Calculation of IOL power- it is done by software incorporating internationally
accepted calculation formulae
44. Advantages of the IOL Master
Patient comfort, as the technique involves noncontact measurements.
User-friendly, as the operater can learn the technique very quickly
Single instruments is required for measuring AL, corneal curvature (K), and
ACD.
Cross-infection risk is not there, as the technique is noncontact
It incorporates 5 IOL power calculating formulae in an integrated manner,
these are- Haigis, Hoffer, Holladay,SRK-II, and SRK/T formula.
45. Lens Star
LenStar LS900 (hag-streit diagnostics)
provides highly accurate laser optic
measurements for every section of the
eye and is the first optical biometer that
can measure the thickness of the
crystalline lens.
With its integrated Olsen formula and
the optional Toric Planner, the LenStar
provides user with latest technology in
IOL prediction for any patient.
46. Working principle
It is a noncontact optical device which measures multiple parameters on the
following parameters:-
Central corneal thickness- it uses optical coherence biometry to measure
central corneal thickness (CCT), with stunning reproducibility of ± 2μm.
Keratometry/Topography- LenStar’s unique dual zone keratometry, featuring
32 marker points, provides perfect spherical equivalent, magnitude of
astigmatism and axis position. With the optional T-Cone topography add-on,
LenStar provides full topography maps of the central 6mm optical zone.

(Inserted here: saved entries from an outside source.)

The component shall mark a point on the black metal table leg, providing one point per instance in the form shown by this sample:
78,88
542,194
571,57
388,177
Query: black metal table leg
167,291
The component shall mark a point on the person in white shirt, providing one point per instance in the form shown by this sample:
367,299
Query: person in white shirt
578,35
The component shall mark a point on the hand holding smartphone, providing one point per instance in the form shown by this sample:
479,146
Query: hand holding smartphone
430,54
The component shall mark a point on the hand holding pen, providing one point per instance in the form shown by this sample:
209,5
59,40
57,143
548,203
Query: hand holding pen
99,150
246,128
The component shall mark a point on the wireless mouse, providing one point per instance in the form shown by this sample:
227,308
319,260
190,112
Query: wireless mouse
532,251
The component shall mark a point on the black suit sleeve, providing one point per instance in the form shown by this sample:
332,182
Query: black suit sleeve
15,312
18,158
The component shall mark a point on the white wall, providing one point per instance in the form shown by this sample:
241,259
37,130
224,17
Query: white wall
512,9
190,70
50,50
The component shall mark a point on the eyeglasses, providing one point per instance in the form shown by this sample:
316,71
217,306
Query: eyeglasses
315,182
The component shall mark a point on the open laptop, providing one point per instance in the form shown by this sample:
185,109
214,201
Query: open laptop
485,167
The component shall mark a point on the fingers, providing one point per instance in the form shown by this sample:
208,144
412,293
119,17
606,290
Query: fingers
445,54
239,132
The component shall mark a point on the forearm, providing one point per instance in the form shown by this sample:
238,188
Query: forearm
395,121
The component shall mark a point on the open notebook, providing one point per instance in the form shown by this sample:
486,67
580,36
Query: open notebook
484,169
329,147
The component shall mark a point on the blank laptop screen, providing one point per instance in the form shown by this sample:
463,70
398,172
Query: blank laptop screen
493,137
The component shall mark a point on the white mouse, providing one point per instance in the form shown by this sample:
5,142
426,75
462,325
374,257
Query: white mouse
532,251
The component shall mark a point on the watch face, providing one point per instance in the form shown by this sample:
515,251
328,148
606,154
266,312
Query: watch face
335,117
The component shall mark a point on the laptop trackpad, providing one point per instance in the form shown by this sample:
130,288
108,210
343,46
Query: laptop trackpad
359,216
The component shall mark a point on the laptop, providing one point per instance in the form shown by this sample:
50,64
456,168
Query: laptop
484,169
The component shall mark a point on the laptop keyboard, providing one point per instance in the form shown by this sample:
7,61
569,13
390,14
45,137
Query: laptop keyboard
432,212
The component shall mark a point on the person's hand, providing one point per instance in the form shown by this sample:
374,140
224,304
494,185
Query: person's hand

White-to-white- Based on high-resolution colour photography of the eye,
every white-to-white measurement can be reviewed and adjusted by the user.
Pupillometry- Measurements of the pupil diameter in ambient light
conditions can be used as a n indicator for the patient’s suitable apodized
premium IOLs, as well as for laser refractive procedures.
47. Lens thickness- Accurate measurement of LT is the key to optimal IOL
prediction accuracy when using the latest IOL calculation formulae, Olsen or
Holladay II.
ACD- It is measured by optical coherence biometry which provides more
precision and reproducibility. This allows ACD to be measured on phakic as
well as on pseudophakic eyes.
Axial length- it uses a superluminescent diode as the laser source which
enables measurements of the AL of the patient’s eye, precisely on the
patient’s visual axis and even in the presence of dense media.